Two-sample proportion test is used for comparing the proportions (e.g. number of successes) in two groups to determine if there are significant differences between the two groups.

In Python, you can use proportions_ztest function from statsmodels package to perform a two-sample proportion Z test.

The basic syntax for proportions_ztest for two-proportion Z test:

# import package
import statsmodels.api as sm
stat, pval = sm.stats.proportions_ztest(count, nobs)

Where, count is an array of the number of successes for each group and nobs is an array of the number of observations for each group.

The following examples demonstrate how to use two-sample proportion Z test to compare the proportions in two different groups.

Sample dataset

Suppose a marketing survey is completed in two cities (A and B) with 500 individuals for a purchase of the product. In city A, 300 individuals purchased the product and in city B, 400 individuals purchased the product.
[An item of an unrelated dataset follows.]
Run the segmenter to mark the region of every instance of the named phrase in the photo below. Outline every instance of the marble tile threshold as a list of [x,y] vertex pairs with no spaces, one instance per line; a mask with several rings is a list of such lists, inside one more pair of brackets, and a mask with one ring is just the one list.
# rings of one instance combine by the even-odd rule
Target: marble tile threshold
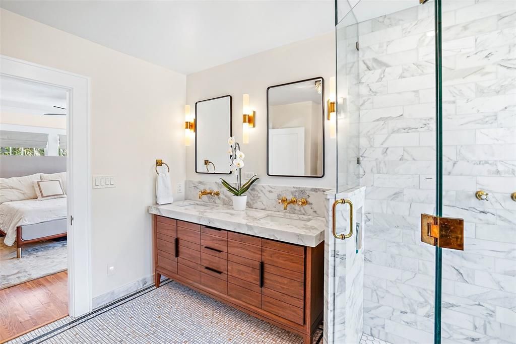
[[[162,287],[163,286],[170,284],[169,287],[171,288],[185,288],[187,287],[184,287],[179,285],[179,284],[176,284],[173,282],[172,280],[168,279],[164,279],[163,280],[163,282],[162,284]],[[109,302],[106,305],[101,306],[97,308],[95,308],[92,312],[85,314],[81,317],[74,319],[69,316],[66,316],[60,320],[58,320],[54,322],[52,322],[49,324],[43,326],[39,329],[35,330],[33,331],[28,332],[25,334],[17,338],[12,339],[10,341],[7,342],[9,344],[22,344],[22,343],[59,343],[63,342],[62,340],[66,339],[67,342],[69,340],[70,341],[68,342],[77,342],[77,343],[83,343],[83,342],[89,342],[86,338],[81,338],[80,336],[77,336],[77,334],[75,334],[75,336],[73,335],[73,334],[71,333],[72,332],[73,329],[76,328],[79,328],[81,326],[83,327],[86,327],[86,334],[91,334],[91,332],[89,334],[87,333],[88,332],[91,330],[90,327],[91,325],[88,324],[88,322],[92,321],[92,323],[94,323],[95,321],[98,322],[102,322],[104,323],[105,325],[107,325],[107,327],[109,327],[109,323],[108,321],[106,321],[106,319],[105,318],[107,317],[109,319],[109,316],[118,316],[121,317],[123,316],[123,314],[117,314],[117,309],[119,307],[122,305],[125,305],[126,306],[129,307],[139,307],[137,304],[134,306],[131,305],[130,303],[133,302],[133,303],[136,303],[135,302],[137,299],[140,298],[149,293],[153,291],[156,290],[154,285],[150,285],[147,287],[144,287],[141,289],[137,290],[133,293],[131,293],[128,295],[120,298],[116,300],[114,300],[111,302]],[[248,322],[248,319],[247,318],[250,318],[253,319],[253,321],[255,322],[256,323],[258,324],[258,329],[261,330],[262,331],[266,331],[267,329],[270,328],[273,329],[275,333],[275,335],[278,336],[278,339],[276,339],[276,337],[272,339],[272,341],[276,343],[277,342],[278,344],[298,344],[299,343],[302,343],[302,340],[298,336],[291,334],[285,330],[280,329],[276,327],[276,326],[270,325],[267,323],[266,322],[260,320],[256,318],[251,317],[251,316],[248,316],[247,314],[241,312],[239,310],[234,309],[232,308],[226,306],[223,303],[217,301],[216,300],[211,299],[208,297],[205,297],[200,293],[198,293],[197,291],[192,290],[191,289],[188,289],[189,291],[192,294],[198,294],[199,296],[201,297],[200,300],[196,300],[197,301],[202,302],[205,298],[209,299],[211,301],[208,301],[207,303],[212,304],[212,305],[215,305],[215,307],[217,307],[217,310],[220,312],[221,316],[223,318],[224,315],[227,316],[228,319],[233,317],[234,318],[235,314],[236,314],[236,319],[237,321],[240,322],[238,325],[241,326],[249,326],[250,327],[252,324],[249,324]],[[187,297],[189,296],[186,296]],[[185,302],[191,302],[191,300],[186,301]],[[230,315],[229,314],[224,314],[224,310],[227,310],[228,309],[234,309],[234,312],[233,314]],[[141,320],[149,320],[149,316],[153,315],[152,309],[142,309],[141,312]],[[110,311],[113,311],[112,313],[115,313],[114,314],[110,315],[108,314],[108,312]],[[150,312],[150,313],[148,313]],[[105,318],[104,320],[102,320],[100,318],[95,319],[98,317],[102,316]],[[102,317],[101,317],[102,318]],[[158,317],[159,318],[159,317]],[[100,320],[99,320],[100,319]],[[135,319],[138,320],[138,319]],[[96,325],[98,323],[96,324],[95,327],[96,328]],[[90,330],[88,330],[89,329]],[[110,331],[113,332],[118,332],[120,331],[119,329],[117,330],[117,329],[112,328],[109,329]],[[99,340],[99,341],[95,341],[96,342],[118,342],[118,343],[126,343],[126,342],[136,342],[134,341],[134,338],[131,338],[129,336],[128,333],[130,332],[129,329],[124,329],[126,330],[125,332],[123,331],[119,334],[118,338],[116,340],[113,340],[113,338],[110,338],[110,340],[108,340],[106,338],[105,340],[104,338],[101,339],[101,337],[97,337],[96,339]],[[158,329],[159,330],[159,329]],[[178,331],[180,331],[178,330]],[[255,331],[256,328],[254,329]],[[320,326],[319,329],[318,329],[317,332],[316,333],[316,335],[314,338],[314,344],[321,344],[323,342],[322,340],[322,325]],[[81,332],[82,333],[85,333],[85,330],[77,330]],[[168,331],[170,331],[170,329],[168,329]],[[282,333],[284,332],[285,333]],[[278,334],[279,333],[279,335]],[[100,335],[100,333],[98,334]],[[144,342],[156,342],[156,343],[172,343],[172,342],[180,342],[178,340],[177,342],[174,340],[170,340],[170,338],[166,339],[164,338],[162,336],[159,336],[159,334],[156,338],[147,338],[147,340]],[[217,334],[220,335],[220,334]],[[147,334],[148,335],[148,334]],[[190,338],[188,338],[187,341],[184,341],[184,338],[182,338],[180,340],[181,342],[188,342],[188,343],[211,343],[215,342],[212,342],[209,340],[209,339],[207,339],[207,341],[206,340],[205,338],[198,337],[195,336],[191,336]],[[212,338],[213,339],[213,338]],[[179,339],[179,338],[178,338]],[[250,338],[246,338],[246,342],[250,343]],[[256,343],[258,342],[264,342],[261,339],[259,339],[259,337],[256,337],[257,341]],[[220,339],[218,340],[218,342],[222,342],[220,341]],[[233,342],[233,343],[238,343],[241,342],[239,341],[238,338],[235,337],[234,340],[231,341],[231,339],[225,341],[225,342]],[[389,344],[386,342],[378,339],[374,337],[364,334],[362,336],[362,338],[360,341],[360,344]]]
The number of successes in cities A and B are 300 and 400, respectively.

# import package
import numpy as np

# number of successes in each city
count = np.array([300, 400])

# total number of observations in each city
nobs = np.array([500, 500])

Hypothesis

We will test the following Null and Alternative hypothesis.

Null Hypothesis (H0): No difference in the proportions of individuals who purchased the product of the two cities (two-tailed test).

Alternative Hypothesis (Ha): There is a difference between the proportions of individuals who purchased the product of the two cities.

Two-sample proportion Z test

Now, perform the two-proportion Z test using proportions_ztest function from statsmodels package.

# import package
import statsmodels.api as sm

# perform Two-proportion Z test package
stat, pval = sm.stats.proportions_ztest(count, nobs)

print(stat, pval)

# output
(-6.900655593423544, 5.176309056990089e-12)

The Z Statistic: -6.90; and p value: < 0.05

As the p value (< 0.05) is less than the significance alpha level (0.05), we reject the null hypothesis.

We conclude that there is a significant difference in the proportion of product purchased by individuals in two cities.

In addition to Z test, you can also perform the two-sample proportion test using the chi-squared test which is more similar to the R prop.test.